ยท 3 min read

Dataset Handling

Dataset Class

2 general kinds of Dataset, one that models list (that support __len__) the other models iterator (that support __next__)

Data spliting

dataset = MNIST(root = './data', train = train, transform = transform, download=True)
train_set, val_set = torch.utils.data.random_split(dataset, [50000, 10000])

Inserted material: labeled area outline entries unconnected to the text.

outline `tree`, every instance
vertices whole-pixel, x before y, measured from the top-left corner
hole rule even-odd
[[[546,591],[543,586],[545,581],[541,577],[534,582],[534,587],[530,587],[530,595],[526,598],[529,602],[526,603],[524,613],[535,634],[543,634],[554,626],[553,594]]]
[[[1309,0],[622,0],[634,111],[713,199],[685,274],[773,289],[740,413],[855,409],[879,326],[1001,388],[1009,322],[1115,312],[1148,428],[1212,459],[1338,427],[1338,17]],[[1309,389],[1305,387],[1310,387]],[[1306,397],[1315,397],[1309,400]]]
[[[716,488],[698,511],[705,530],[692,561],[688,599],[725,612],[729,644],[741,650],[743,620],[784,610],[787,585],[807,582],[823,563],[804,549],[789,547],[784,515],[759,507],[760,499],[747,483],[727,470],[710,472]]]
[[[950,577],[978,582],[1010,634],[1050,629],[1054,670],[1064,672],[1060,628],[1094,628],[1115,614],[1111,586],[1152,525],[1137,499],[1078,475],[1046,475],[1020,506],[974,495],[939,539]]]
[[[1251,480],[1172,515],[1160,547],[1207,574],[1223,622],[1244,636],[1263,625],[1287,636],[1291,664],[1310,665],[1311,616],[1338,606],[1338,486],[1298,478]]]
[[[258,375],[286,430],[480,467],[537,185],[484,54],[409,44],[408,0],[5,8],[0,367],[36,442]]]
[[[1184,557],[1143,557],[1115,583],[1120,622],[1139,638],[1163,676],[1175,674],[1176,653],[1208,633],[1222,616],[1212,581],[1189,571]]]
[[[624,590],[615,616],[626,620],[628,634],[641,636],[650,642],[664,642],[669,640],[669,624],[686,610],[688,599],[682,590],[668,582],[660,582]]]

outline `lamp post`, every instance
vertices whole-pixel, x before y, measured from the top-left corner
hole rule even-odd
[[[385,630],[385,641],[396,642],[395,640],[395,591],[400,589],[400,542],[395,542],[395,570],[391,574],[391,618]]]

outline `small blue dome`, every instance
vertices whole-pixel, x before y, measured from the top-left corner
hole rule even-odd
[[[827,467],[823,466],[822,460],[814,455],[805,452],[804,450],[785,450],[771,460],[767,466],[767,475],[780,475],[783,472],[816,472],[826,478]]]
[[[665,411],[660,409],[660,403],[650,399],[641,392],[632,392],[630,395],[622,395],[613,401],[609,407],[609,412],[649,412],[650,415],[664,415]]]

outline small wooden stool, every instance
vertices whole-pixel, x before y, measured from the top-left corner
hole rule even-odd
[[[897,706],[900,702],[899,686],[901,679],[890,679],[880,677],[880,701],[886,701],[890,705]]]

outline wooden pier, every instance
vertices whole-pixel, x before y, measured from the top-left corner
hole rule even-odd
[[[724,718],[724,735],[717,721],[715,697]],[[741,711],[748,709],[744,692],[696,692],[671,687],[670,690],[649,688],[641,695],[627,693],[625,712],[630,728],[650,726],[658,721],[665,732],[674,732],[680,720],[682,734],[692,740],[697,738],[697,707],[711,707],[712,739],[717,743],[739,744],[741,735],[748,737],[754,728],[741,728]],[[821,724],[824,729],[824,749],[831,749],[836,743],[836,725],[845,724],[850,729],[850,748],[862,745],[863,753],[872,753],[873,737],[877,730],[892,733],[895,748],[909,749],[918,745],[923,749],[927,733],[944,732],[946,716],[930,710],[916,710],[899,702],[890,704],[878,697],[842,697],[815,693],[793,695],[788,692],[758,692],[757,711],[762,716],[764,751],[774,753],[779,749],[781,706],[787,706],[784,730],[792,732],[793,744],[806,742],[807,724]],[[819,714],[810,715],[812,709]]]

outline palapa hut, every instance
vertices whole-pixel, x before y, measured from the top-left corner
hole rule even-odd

Data Augmentation and Transform

transform_train = transforms.Compose([
    transforms.RandomCrop(32, padding=4),
    transforms.RandomHorizontalFlip(),
    transforms.ToTensor(),
    transforms.Normalize(rgb_mean, rgb_std),
])

kwargs = {'num_workers': 2, 'pin_memory': True} if args.cuda else {}
train_loader = torch.utils.data.DataLoader(datasets.CIFAR10(root=data_root, train=True, transform=transform_train,
    transforms.Normalize(rgb_mean, rgb_std),
]), download=False), batch_size=128, **kwargs)

Loss Function Design

Softmax is suitable for single output class prediction, if you have multi-output

Tensorboard Recording

writer = SummaryWriter(log_dir=outdir, flush_secs=180)
for n_iter in range(100):
    writer.add_scalar('Loss/train', np.random.random(), n_iter)
    writer.add_scalar('Loss/test', np.random.random(), n_iter)
    writer.add_scalar('Accuracy/train', np.random.random(), n_iter)
    writer.add_scalar('Accuracy/test', np.random.random(), n_iter)

Note on windows, passing multiple run using --logdir is not working, so use --logdir_spec instead!

Recording the inner state of network requires to detach them from the network and clone their value.

Visualization

Tensorboard support figures, so making pretty visualization of inner structure of the network and record them throughout training is very useful.

Note if you want to visualize every single image you generated, you want the --samples_per_plugin flag to be set as 1 or sth.

Learning Rate Scheduling

Learning rate schedule is important for training! Several ways to do it.

Gradient and Weight Inspection

Inspecting and analyzing gradient in pytorch is super easy, each variable in the computational graph store its gradient in t.grad. And this value will not be erased until you perform optimizer.zero_grad(). So you could inspect the statistics of gradient during validation phase.

One useful thing is by inspecting the relative proportion of gradient w.r.t. current weight, you will get a proper scale of learning rate.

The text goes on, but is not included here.